スイート×トキシック
震える手を見下ろした。
包丁を突き刺した瞬間が忘れられない。
頭から離れない。
思い出すと、未だに苦しくなる。
(こんなのも、初めてだよ……)
颯真に近づく“邪魔者”を消すのは、俺の使命だと思っていた。
彼のためなら何でもできる。
罪を犯すのは、彼への愛情を確かめるための行為でもあった。
どんな悪いことでも、人殺しでさえも、平然とやってこられた。
それは颯真への愛があってこそ。
後悔はないし、繰り返すたびに安心した。
颯真のためにここまでできる、ああ、俺はちゃんと彼を愛しているんだ────そんなふうに。
殺してしまえば、もう相手を思い出すことなんてほとんどなかった。
「なのにさ、何で……」
ぎゅう、と手に残る感触を必死で握り潰すとかぶりを振った。
(……こんなの恋なわけないじゃん。ばかなの、俺?)
もしそうだったら、颯真への愛が偽物だったと、生半可な覚悟しかなかったと認めることになってしまう気がする。

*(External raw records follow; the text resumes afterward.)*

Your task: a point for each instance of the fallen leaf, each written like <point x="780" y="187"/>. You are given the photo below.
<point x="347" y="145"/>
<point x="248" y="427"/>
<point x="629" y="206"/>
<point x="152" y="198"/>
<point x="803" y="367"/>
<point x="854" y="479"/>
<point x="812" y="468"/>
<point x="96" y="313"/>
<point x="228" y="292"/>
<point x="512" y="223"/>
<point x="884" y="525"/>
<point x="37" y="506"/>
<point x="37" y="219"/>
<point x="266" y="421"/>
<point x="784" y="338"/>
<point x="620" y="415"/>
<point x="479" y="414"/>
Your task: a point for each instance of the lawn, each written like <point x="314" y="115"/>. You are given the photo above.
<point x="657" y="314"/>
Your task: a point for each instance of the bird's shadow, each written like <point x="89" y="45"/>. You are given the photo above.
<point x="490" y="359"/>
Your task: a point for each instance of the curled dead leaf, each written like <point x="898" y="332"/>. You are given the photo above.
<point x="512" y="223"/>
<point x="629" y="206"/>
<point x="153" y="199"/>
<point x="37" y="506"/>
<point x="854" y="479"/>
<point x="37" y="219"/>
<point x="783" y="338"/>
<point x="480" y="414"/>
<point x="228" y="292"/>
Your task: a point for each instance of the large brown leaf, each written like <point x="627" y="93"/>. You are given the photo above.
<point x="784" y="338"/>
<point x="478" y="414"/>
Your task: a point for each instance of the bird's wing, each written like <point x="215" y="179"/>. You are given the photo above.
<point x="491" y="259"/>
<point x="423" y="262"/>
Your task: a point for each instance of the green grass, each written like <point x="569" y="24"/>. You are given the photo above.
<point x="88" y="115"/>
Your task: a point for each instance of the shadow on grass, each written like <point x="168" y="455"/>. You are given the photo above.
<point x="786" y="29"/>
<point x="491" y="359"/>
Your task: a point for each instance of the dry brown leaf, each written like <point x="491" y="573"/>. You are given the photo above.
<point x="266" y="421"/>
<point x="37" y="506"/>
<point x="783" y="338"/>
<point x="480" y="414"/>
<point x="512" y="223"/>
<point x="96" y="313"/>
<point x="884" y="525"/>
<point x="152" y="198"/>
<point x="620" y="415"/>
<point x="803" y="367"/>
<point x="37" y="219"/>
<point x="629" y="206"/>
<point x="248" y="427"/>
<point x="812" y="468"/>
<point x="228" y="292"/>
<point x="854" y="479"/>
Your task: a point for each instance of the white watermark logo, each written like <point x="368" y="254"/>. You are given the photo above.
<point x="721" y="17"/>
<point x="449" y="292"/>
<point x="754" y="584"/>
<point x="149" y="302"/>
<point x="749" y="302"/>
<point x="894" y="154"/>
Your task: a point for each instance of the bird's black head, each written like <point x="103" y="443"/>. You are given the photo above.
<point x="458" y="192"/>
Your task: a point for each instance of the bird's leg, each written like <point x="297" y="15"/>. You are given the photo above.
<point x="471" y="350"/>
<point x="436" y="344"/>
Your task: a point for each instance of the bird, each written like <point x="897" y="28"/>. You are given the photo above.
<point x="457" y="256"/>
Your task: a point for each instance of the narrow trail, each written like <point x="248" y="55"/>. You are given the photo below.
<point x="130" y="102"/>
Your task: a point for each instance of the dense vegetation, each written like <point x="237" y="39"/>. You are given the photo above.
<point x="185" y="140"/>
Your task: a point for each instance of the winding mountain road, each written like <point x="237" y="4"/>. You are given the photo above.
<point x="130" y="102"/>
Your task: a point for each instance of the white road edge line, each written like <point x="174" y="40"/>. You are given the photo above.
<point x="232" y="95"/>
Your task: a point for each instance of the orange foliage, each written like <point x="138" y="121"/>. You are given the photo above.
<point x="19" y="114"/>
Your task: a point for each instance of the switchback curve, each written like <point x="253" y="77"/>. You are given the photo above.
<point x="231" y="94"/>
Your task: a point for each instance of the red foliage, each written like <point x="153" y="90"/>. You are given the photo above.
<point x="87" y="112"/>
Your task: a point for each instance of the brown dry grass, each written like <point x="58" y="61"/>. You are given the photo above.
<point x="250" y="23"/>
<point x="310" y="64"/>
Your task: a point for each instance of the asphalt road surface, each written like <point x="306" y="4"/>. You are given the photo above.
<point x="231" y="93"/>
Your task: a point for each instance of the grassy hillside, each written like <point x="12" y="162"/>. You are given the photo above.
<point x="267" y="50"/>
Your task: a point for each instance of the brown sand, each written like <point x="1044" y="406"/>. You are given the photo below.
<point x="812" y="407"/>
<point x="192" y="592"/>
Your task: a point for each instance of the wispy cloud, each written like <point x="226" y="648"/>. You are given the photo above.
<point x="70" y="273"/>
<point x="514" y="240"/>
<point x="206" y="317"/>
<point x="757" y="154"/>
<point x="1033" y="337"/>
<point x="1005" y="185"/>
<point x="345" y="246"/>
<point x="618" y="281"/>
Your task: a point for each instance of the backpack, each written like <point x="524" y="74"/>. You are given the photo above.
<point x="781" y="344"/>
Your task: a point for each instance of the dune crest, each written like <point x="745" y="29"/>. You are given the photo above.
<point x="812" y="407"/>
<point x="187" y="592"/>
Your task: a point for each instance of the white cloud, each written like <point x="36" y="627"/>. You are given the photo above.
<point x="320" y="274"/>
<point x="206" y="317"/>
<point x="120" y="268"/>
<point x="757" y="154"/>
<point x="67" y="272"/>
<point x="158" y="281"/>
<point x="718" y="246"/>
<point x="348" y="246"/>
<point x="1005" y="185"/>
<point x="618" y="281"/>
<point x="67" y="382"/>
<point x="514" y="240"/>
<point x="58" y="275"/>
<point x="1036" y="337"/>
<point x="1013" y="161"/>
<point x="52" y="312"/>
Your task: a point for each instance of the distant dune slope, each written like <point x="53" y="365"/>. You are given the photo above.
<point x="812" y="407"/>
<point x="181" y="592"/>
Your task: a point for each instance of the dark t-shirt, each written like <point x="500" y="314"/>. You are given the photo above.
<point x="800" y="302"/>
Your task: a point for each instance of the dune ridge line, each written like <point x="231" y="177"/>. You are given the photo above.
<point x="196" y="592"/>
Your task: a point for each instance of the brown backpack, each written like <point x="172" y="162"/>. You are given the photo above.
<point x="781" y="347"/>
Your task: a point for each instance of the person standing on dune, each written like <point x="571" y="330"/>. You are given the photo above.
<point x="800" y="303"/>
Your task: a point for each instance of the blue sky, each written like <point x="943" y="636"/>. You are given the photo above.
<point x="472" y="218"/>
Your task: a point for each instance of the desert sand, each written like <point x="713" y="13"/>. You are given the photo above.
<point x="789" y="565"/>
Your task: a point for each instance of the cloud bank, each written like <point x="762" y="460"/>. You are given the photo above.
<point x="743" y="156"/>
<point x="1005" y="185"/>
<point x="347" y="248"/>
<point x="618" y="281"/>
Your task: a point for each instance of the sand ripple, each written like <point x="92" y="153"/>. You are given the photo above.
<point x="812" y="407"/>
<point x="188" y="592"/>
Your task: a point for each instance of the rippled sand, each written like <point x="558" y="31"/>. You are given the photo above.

これまでにやってきたことすべてを否定することになる。
無意味なものにしてしまう。
芽依は颯真を困らせた元凶。
颯真に近づいた“邪魔者”。
俺が許すはずない。
ましてや好きになるわけもない。
◇
あれからもう、ひと月近く経った。
“新しい生活”が始まろうとしている。
俺はコンビニに寄って、サンドイッチと水を手に取った。
そのとき、ふいにちらついた記憶に嫌気がさす。
どこにいても、何をしていても、未だに芽依との思い出が俺の足を止める。
『ちょっとだけ、一緒に外出ない?』
そんなふうに連れ出して、コンビニへ行ったりなんかして。
普段の俺なら考えられない行動だ。
どうかしていたかもしれないけれど、後悔はしていない。
『俺もきみも逃げられない。それとも、このまま警察でも行く?』
あのときだけは本気で、もうすべてを終わらせてしまってもいいような気になっていたのかもしれない。
終わらせられるなら、もう────。
(……ちがう)
芽依が逃げないことは分かっていたんだ。通報されない確信もあった。
あの段階まで来て、俺を裏切れるわけがないんだから。
ひっそりと息をつく。
集中しないと。
芽依の時間は俺が止めたし、ふたりの時間も決して戻らない。